1 Novel Missense Variants in Patients with Primary Immunodeficiency and Immune dysregulation. NFKB1 Missense Variants

Monoallelic mutations in NFKB1 are the most common cause of monogenic primary antibody deficiency (PAD); however, NFKB1 mutations have not been described in rheumatic patients diagnosed with persistent hypogammaglobulinemia following immunomodulatory treatment yet. NFKB1 encodes for the p105 precursor protein, converted into the active transcriptional subunit p50 through proteasomal processing of its C-terminal half upon stimulation and is implicated in the canonical NF-kB pathway.
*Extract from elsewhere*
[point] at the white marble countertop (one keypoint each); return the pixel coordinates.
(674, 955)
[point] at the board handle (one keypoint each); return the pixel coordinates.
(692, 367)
So far, studying the pathogenicity of rare monoallelic NFKB1 variants, including truncating and frameshift mutations, have been shown to cause (haplo)insufficiency, while the functional analysis about missense variants is scarce. We identified a novel missense variant (c.691 C>T, p.R230C) in two German brothers with a history of meningococcal meningitis with sepsis at different time points of their childhood and adolescence late-onset hypogammaglobulinemia. To investigate the pathogenic relevance of this variant, we conducted immunophenotyping and analyzed the ectopic expression in HEK293 cells by confocal imaging and immunoblotting. The ectopic expression of p50 for c.691 C>T restricted transcriptionally active p50 in the cytoplasm. Investigation of immunological parameters of these patients suggested a progressive course of hypogammaglobulinemia, which may partially account for the incomplete penetrance of disease and suggest the need for closer immunological monitoring of those mutation carriers. Additionally, we identified three missense variants (p.R578K, p.R534H, p.E930D) predicted to be deleterious in the C terminal part of p105 in three unrelated rheumatic patients diagnosed with hypogammaglobulinemia secondary to immunomodulatory agents. Overexpression studies showed a reduction in p105/50 expression in all variants by QRT-PCR and immunoblotting. This examination has pointed out that deleterious missense variants in NFKB1 adversely affect the transcriptional and translational activity of NFκB1, impair its function and additionally, emphasized the role of NFKB1 missense variants as a genetic vulnerability for hypogammaglobulinemia in rheumatic patients.